Just wanted you all to know I've read everything many times and I am so appreciative of you all.

I don't feel I'm in a good place. I am struggling with my feelings. I knew this would happen coming back to reality. I'm working through it and staying busy.


We got home early afternoon Sunday. H was out with OW and her whole family riding motorcycles all day. He came in didn't say a word to me and hung out with the boys. I made sure to be on the couch instead of retreating to my room. He instead sat on my bed in my room with S6 instead of being in the living room.

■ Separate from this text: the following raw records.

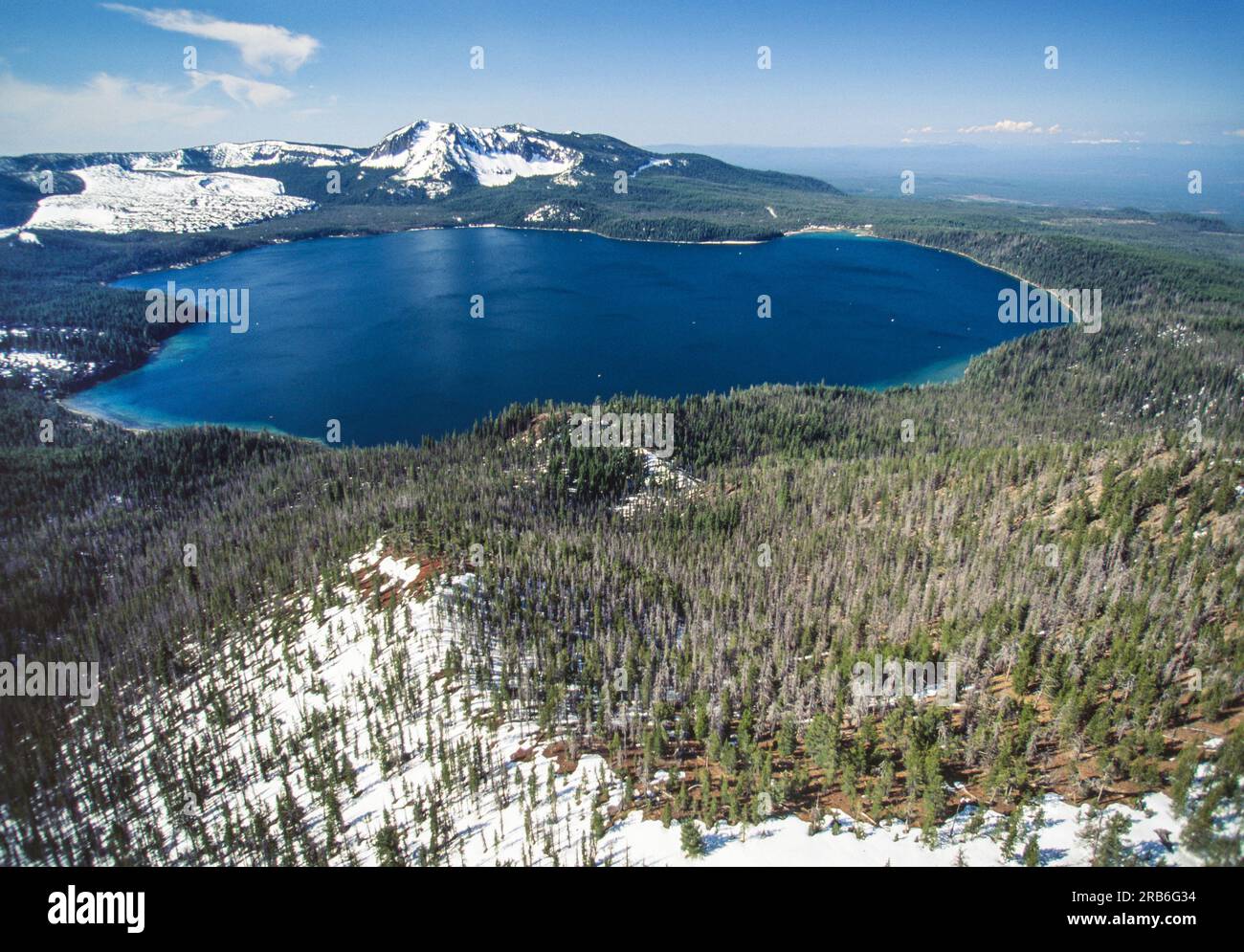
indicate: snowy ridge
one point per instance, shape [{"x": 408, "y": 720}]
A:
[
  {"x": 432, "y": 154},
  {"x": 117, "y": 201},
  {"x": 273, "y": 152}
]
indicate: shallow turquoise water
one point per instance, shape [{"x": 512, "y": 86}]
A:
[{"x": 377, "y": 332}]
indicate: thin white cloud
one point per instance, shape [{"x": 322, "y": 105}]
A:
[
  {"x": 1011, "y": 127},
  {"x": 261, "y": 45},
  {"x": 98, "y": 115},
  {"x": 237, "y": 88}
]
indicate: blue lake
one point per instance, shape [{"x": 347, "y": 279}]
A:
[{"x": 377, "y": 332}]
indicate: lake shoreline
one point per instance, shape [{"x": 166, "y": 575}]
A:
[{"x": 75, "y": 389}]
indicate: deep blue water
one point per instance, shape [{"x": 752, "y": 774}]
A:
[{"x": 377, "y": 331}]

Yesterday was my first day back at work. Such a depressing day with 3 deaths and one of them the same age as my baby frown

I leave for work at 5 am and don't get home until 830pm and with the baby up every 3 hours still I was exhausted. I got home and my dad had called me to tell me H was being strange. He left work early and went to the boys soccer practice. First time in 2 years. Then my dad said he was trying to hNg out with him. Kept going to his room making small talk. Then when I walked in the door he said hello and told the boys to leave me be so I could relax and take a shower. Then he took the baby and told me so I could eat and watch tv and relax. I declined and said that I wanted to spend time with the baby since I had been gone all day.

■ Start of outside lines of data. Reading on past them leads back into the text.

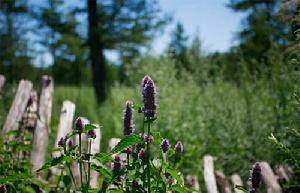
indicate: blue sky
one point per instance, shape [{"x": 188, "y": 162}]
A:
[{"x": 215, "y": 22}]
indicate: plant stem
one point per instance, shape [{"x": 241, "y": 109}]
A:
[
  {"x": 59, "y": 179},
  {"x": 89, "y": 163},
  {"x": 80, "y": 160},
  {"x": 148, "y": 161}
]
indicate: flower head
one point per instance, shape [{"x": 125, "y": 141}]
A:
[
  {"x": 149, "y": 97},
  {"x": 142, "y": 154},
  {"x": 70, "y": 143},
  {"x": 135, "y": 184},
  {"x": 92, "y": 134},
  {"x": 128, "y": 150},
  {"x": 62, "y": 142},
  {"x": 80, "y": 123},
  {"x": 254, "y": 178},
  {"x": 3, "y": 188},
  {"x": 179, "y": 147},
  {"x": 165, "y": 145},
  {"x": 128, "y": 119}
]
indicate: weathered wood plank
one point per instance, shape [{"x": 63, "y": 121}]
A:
[
  {"x": 64, "y": 127},
  {"x": 209, "y": 174},
  {"x": 283, "y": 174},
  {"x": 30, "y": 116},
  {"x": 2, "y": 81},
  {"x": 192, "y": 182},
  {"x": 84, "y": 148},
  {"x": 18, "y": 106},
  {"x": 269, "y": 178},
  {"x": 236, "y": 181},
  {"x": 42, "y": 130},
  {"x": 222, "y": 183},
  {"x": 95, "y": 148}
]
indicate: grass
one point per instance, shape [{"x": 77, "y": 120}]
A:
[{"x": 231, "y": 122}]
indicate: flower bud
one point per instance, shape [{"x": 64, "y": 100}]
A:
[
  {"x": 3, "y": 188},
  {"x": 165, "y": 145},
  {"x": 104, "y": 185},
  {"x": 128, "y": 119},
  {"x": 80, "y": 123},
  {"x": 254, "y": 178},
  {"x": 149, "y": 97},
  {"x": 92, "y": 134},
  {"x": 135, "y": 184},
  {"x": 179, "y": 147},
  {"x": 62, "y": 142},
  {"x": 142, "y": 154},
  {"x": 128, "y": 150},
  {"x": 70, "y": 144}
]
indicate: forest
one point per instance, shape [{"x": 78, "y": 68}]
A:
[{"x": 145, "y": 122}]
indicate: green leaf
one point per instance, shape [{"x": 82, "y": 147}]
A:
[
  {"x": 173, "y": 173},
  {"x": 241, "y": 188},
  {"x": 67, "y": 180},
  {"x": 88, "y": 127},
  {"x": 126, "y": 142},
  {"x": 103, "y": 157},
  {"x": 53, "y": 162},
  {"x": 181, "y": 189},
  {"x": 102, "y": 170}
]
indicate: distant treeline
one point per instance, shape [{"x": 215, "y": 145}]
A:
[{"x": 75, "y": 35}]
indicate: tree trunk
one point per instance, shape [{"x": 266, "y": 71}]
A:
[{"x": 96, "y": 52}]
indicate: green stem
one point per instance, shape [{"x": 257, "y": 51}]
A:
[
  {"x": 89, "y": 163},
  {"x": 148, "y": 161},
  {"x": 72, "y": 176},
  {"x": 58, "y": 182},
  {"x": 80, "y": 160}
]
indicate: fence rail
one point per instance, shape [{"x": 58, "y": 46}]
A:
[{"x": 26, "y": 103}]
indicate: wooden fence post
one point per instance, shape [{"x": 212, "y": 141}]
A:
[
  {"x": 64, "y": 127},
  {"x": 236, "y": 181},
  {"x": 209, "y": 174},
  {"x": 2, "y": 81},
  {"x": 222, "y": 183},
  {"x": 192, "y": 182},
  {"x": 283, "y": 174},
  {"x": 269, "y": 178},
  {"x": 42, "y": 130},
  {"x": 95, "y": 148},
  {"x": 18, "y": 106}
]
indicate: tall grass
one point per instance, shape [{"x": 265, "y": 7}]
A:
[{"x": 229, "y": 121}]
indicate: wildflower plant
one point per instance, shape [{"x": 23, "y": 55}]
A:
[{"x": 133, "y": 164}]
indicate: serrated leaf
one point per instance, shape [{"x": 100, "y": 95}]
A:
[
  {"x": 102, "y": 170},
  {"x": 88, "y": 127},
  {"x": 126, "y": 142},
  {"x": 174, "y": 174},
  {"x": 103, "y": 157},
  {"x": 51, "y": 163},
  {"x": 241, "y": 188}
]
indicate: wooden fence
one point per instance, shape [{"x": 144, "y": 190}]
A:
[{"x": 26, "y": 104}]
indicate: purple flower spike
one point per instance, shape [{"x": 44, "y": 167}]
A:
[
  {"x": 149, "y": 98},
  {"x": 3, "y": 189},
  {"x": 165, "y": 145},
  {"x": 128, "y": 119},
  {"x": 61, "y": 142},
  {"x": 92, "y": 134},
  {"x": 179, "y": 147},
  {"x": 80, "y": 123},
  {"x": 135, "y": 185},
  {"x": 144, "y": 81},
  {"x": 142, "y": 154},
  {"x": 70, "y": 144},
  {"x": 254, "y": 178},
  {"x": 128, "y": 150}
]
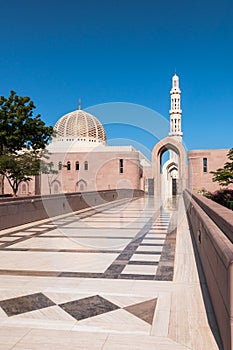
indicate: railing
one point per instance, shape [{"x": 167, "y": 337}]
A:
[
  {"x": 23, "y": 210},
  {"x": 216, "y": 254}
]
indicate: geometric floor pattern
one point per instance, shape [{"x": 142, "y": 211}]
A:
[
  {"x": 144, "y": 247},
  {"x": 102, "y": 280},
  {"x": 79, "y": 309}
]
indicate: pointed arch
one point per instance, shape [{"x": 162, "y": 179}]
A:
[
  {"x": 81, "y": 186},
  {"x": 168, "y": 143}
]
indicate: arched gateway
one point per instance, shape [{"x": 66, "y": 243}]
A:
[
  {"x": 170, "y": 178},
  {"x": 173, "y": 175}
]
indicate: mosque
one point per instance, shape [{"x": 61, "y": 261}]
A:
[{"x": 83, "y": 161}]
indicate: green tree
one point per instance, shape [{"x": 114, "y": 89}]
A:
[
  {"x": 52, "y": 174},
  {"x": 17, "y": 168},
  {"x": 20, "y": 131},
  {"x": 224, "y": 176}
]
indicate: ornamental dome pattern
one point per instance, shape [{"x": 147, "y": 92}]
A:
[{"x": 81, "y": 126}]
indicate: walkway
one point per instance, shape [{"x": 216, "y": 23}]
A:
[{"x": 120, "y": 278}]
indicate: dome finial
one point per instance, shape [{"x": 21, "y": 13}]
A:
[{"x": 79, "y": 104}]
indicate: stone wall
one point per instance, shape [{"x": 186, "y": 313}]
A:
[
  {"x": 202, "y": 178},
  {"x": 216, "y": 254},
  {"x": 23, "y": 210}
]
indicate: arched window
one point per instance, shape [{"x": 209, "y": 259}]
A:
[
  {"x": 86, "y": 165},
  {"x": 121, "y": 166},
  {"x": 24, "y": 188},
  {"x": 56, "y": 189}
]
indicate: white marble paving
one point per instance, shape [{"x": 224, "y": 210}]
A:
[{"x": 180, "y": 321}]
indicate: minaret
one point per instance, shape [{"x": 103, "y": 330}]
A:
[{"x": 175, "y": 111}]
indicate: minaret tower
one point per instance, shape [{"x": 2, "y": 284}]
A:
[{"x": 175, "y": 111}]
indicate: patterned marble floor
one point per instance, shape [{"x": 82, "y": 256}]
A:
[{"x": 111, "y": 278}]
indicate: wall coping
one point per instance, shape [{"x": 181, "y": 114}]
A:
[
  {"x": 222, "y": 244},
  {"x": 222, "y": 216}
]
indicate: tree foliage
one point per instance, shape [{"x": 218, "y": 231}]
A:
[
  {"x": 17, "y": 168},
  {"x": 19, "y": 129},
  {"x": 224, "y": 176},
  {"x": 23, "y": 137}
]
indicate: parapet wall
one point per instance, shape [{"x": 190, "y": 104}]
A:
[
  {"x": 216, "y": 254},
  {"x": 23, "y": 210}
]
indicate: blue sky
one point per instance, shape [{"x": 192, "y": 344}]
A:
[{"x": 124, "y": 51}]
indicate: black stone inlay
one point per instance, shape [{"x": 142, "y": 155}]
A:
[
  {"x": 27, "y": 303},
  {"x": 133, "y": 262},
  {"x": 132, "y": 276},
  {"x": 115, "y": 269},
  {"x": 151, "y": 244},
  {"x": 88, "y": 307}
]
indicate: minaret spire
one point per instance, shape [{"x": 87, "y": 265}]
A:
[{"x": 175, "y": 111}]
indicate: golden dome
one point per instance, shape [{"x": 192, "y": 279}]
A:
[{"x": 79, "y": 126}]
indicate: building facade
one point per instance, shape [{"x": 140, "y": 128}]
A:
[{"x": 82, "y": 160}]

He then retreated to the couch and didn't speak to anyone. I woke up to all the laundry being done and dishes done and put away. He's not done that in over a year. My dad said he wouldn't be surprised if H came home with Flowers's saying he made a mistake. I told my dad I am more suspicious when he's like this because to me I believe it's his guilty conscience ... usually when he's nice it's because something is going his way, when he's a dick it's because something didn't go his way. Anyway moral of the story he's nuts and delusional and I cannot wait for him to not come here anymore so that I don't have to be around his nonsense. I still don't want a D even though I'm filing but I don't want junk here with the way he's acting

So I'm mentally and physically exhausted. I am struggling with the finality of filing for D. I said from the beginning I wouldn't be the one to file and ow I'm having tic go against it. I still don't want to have to file but I feel I have no choice from a financial perspective to protect myself and the boys. I go on Thursday to have everything notarized and he will be served August 16 o r 17th just depends on the sheriff schedule.

Is this the right choice? Should I have him served at work or give him the papers myself?

Should I do it unannounced like that at work. He literally has NO clue it's coming. I mean none what so ever. Should I ask him to leave first? I have held everything off until the house payment is paid August 15 because if I do ANYTHING I imagine he won't pay the payment so that's why this has been the date all lacking because I'll have a little financial sercuritt now that I am working some.

Just looking for guidance on what's the best thing.

Was wondering if after he pays the payment I ask him to leave the day or two before he's served. My dad wants me to just have him served and not ask him to leave before this way he's caught off guard. I just need some neutral opinions that aren't as involved as my family is. I feel pulled in so many different diredctuons. I feel backed into a corner.

Is it wrong of me to still want to have hope that my H may turn around? Does this mean there's something wrong with me? I know he's not good right now but I still haven't accepted this as my life forever.

Am I wasting my time hoping one day in the future he may wake up?